The Cybersecurity 202: The Supreme Court could decide how bad a hack must be for victims to sue

Two class-action lawsuits that could come before the Supreme Court this term seek to determine just how bad a cybersecurity lapse must be before customers can sue.


In both cases, federal appeals court judges formally approved lawsuits by thousands of consumers who want to collectively sue major companies for cybersecurity failures — even though the customers couldn’t prove they’d suffered any direct financial harm from the companies’ digital negligence.


The companies are asking the high court to overturn the lower court decisions allowing the lawsuits. They argue that customers must suffer some concrete financial or physical harm before they can demand compensation for a data breach or for hackable vulnerabilities discovered in their products.


Consumers, however, contend that setting such strict standards would give negligent companies a pass for not sufficiently protecting their products and data.


If the Supreme Court rules on either case, it could fundamentally reshape the responsibility the private sector has over the security of Internet-connected products that could endanger consumers’ privacy or even their lives in the case of things like cars and medical devices.


If the court sets a high bar for consumers to sue, it could prompt companies to play fast and loose with their data. If that standard is too low, however, it may deter companies from sharing information about newfound computer bugs or investing in new technologies out of fear they’ll be on the hook for legal damages.


“You’ve potentially jacked way up the monetary costs from a vulnerability that’s disclosed down the road,” Megan L. Brown, an attorney with Wiley Rein who deals in complex litigation and technology, told me. “That may affect a company’s risk calculation and make them not do some things.”


The first class action suit was sparked after a viral 2015 Wired article describing how two security researchers hacked through the entertainment system in a Jeep Cherokee to kill the brakes — all while the Wired reporter was driving the vehicle at 70 mph through downtown St. Louis.

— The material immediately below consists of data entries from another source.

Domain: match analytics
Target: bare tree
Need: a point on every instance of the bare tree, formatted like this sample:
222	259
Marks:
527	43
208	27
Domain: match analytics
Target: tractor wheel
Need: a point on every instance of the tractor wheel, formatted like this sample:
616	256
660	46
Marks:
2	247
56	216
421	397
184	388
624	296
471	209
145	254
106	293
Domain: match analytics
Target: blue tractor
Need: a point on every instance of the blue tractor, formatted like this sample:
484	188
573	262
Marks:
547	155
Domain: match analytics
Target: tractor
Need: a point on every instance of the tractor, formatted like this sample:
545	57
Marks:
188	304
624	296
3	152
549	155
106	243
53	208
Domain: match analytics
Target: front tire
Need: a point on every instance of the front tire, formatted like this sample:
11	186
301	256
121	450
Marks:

After the article, Chrysler mailed 1.4 million vehicle owners a USB stick with software to fix the vulnerability, and there’s no evidence malicious hackers ever exploited it. Jeep owners point to the hack, however, as evidence that their vehicles are “excessively vulnerable” and say they should get some money back, according to Chrysler’s petition to the high court.


The issue is particularly complicated because cybersecurity experts warn there’s no way to ensure any system is 100 percent digitally secure.


Even major digital consumer products such as Microsoft’s Office suite or Apple’s iPhone aren’t invulnerable. Security researchers find hackable vulnerabilities in those products every week. The most mature and cyber-sensitive companies, however, usually manage to find and patch the most dangerous vulnerabilities before malicious hackers exploit them.